Hier ist zu bedenken, dass häusliche Gewalt ein Hochrisikofaktor für die kindliche Entwicklung ist. Auch die "bloß" miterlebte Gewalt zwischen den Eltern kann erhebliche Schäden für die Kinder nach sich ziehen. Die OLG-Entscheidung zeigt hier eindrücklich, wie unzureichend die gerichtliche und behördliche Praxis aus psychologischer Sicht mit dem Vorwurf häuslicher Gewalt im Rahmen von Umgangsstreitigkeiten umgeht. Das Familiengericht hat Gewalterfahrungen als Ursache von Belastung und Traumatisierung von Kindern zu sehen und zu klären und häuslichen Gewaltvorwürfen stets nachzugehen.
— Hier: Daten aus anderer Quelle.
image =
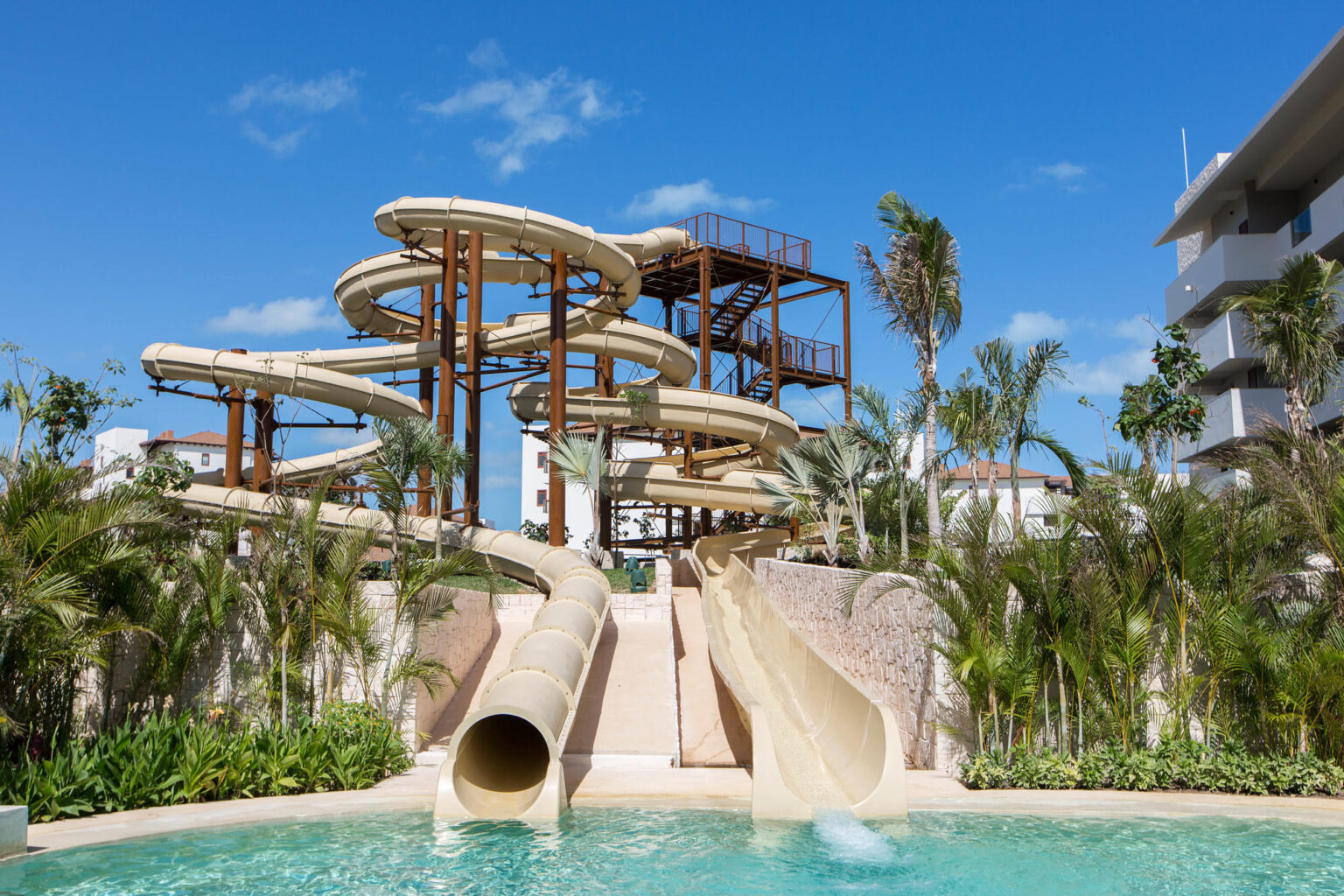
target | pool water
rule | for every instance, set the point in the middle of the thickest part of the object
(636, 852)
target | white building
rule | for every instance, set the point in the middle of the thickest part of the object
(120, 452)
(1278, 193)
(578, 509)
(1038, 492)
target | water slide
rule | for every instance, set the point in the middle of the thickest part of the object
(817, 738)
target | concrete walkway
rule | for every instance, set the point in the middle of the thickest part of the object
(727, 788)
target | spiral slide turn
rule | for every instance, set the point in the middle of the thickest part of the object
(504, 760)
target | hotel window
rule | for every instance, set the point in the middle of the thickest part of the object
(1303, 226)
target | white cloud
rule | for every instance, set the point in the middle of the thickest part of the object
(1105, 376)
(278, 318)
(816, 407)
(320, 94)
(671, 200)
(283, 101)
(1032, 326)
(283, 145)
(486, 54)
(536, 113)
(1066, 175)
(501, 481)
(338, 438)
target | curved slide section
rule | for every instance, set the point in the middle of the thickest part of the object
(507, 754)
(819, 740)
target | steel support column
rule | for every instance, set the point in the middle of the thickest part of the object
(263, 409)
(848, 379)
(425, 500)
(472, 424)
(556, 488)
(774, 339)
(448, 341)
(234, 434)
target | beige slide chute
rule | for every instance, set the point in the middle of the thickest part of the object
(819, 738)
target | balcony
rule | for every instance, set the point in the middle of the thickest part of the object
(1223, 346)
(1238, 413)
(1231, 416)
(1228, 265)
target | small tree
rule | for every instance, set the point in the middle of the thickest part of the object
(582, 461)
(1160, 409)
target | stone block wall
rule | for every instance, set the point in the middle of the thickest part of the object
(883, 644)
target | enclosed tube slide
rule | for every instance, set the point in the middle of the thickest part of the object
(504, 760)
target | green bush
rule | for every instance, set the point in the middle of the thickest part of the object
(1046, 770)
(985, 771)
(168, 760)
(1170, 766)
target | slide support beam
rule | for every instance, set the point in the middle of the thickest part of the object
(556, 488)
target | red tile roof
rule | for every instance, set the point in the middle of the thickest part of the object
(1002, 472)
(205, 437)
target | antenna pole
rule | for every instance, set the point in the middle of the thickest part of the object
(1184, 155)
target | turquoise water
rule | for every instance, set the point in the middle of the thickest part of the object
(634, 852)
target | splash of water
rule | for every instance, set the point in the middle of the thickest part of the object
(848, 840)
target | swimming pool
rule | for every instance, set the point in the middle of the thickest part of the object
(636, 852)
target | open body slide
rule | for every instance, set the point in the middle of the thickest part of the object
(819, 739)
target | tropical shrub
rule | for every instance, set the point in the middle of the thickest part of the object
(170, 760)
(1173, 765)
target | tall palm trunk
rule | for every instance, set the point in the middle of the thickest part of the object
(1063, 704)
(932, 444)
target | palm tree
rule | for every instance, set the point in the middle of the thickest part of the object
(799, 491)
(889, 431)
(60, 549)
(839, 464)
(1294, 324)
(408, 448)
(967, 416)
(918, 289)
(1020, 389)
(582, 461)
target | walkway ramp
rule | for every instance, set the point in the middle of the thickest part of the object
(819, 739)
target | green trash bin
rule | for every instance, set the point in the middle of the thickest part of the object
(639, 582)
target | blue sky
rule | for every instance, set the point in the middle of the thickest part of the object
(171, 170)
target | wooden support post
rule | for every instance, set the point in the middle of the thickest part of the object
(474, 286)
(263, 409)
(448, 343)
(774, 339)
(425, 500)
(848, 383)
(604, 376)
(234, 434)
(558, 360)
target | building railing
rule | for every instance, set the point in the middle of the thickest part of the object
(747, 240)
(797, 355)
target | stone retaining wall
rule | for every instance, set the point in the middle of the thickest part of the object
(883, 644)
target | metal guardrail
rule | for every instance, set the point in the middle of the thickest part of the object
(797, 355)
(747, 240)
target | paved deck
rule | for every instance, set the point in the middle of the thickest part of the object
(726, 788)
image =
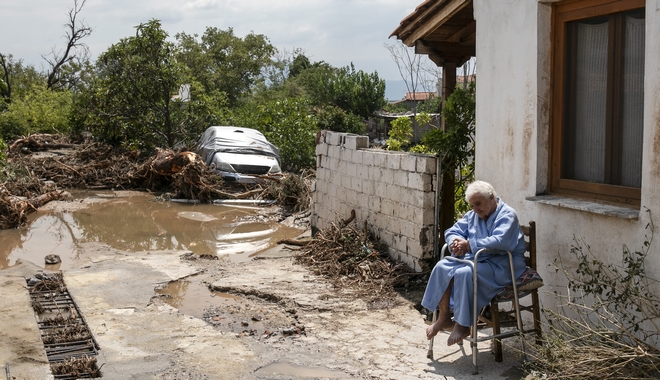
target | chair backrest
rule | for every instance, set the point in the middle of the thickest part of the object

In einem anderen Fall wurde ein "PAS diagnostiziert", obwohl die Mutter des Kindes "während der überwiegenden Zeit gegen den Umgang keine Einwände erhoben hatte. Erst nachdem die Mutter erkennen musste, dass (auch) der Vater das Kind für seine Zwecke, sich an der Mutter zu rächen, instrumentalisiert (ohne das Kind müsse sie nach Russland zurück) und er seine Interessen kompromisslos und rechtsuntreu durchsetzt, hat sie mit übertriebenen Ängsten, das Kind werde ihr weggenommen, und mit der Verweigerung des Umgangs einhergehend mit einer immer stärkeren Abwertung des Vaters auch gegenüber J. reagiert."
Eingedenk der Tatsache, dass im Gegensatz zu den in der ICD-10 (bzw. 11) und dem DSM-5 beschriebenen Störungsbildern und Syndromen das sog. "PAS" keine reliable Evidenzbasierung besitzt, scheint sich hier der Verdacht zu bestätigen, dass die Verwendung des medizinischen "Syndrombegriffs" als taktische Waffe in Sorge- und Umgangsrechtsverfahren vor Gericht tatsächlich funktioniert.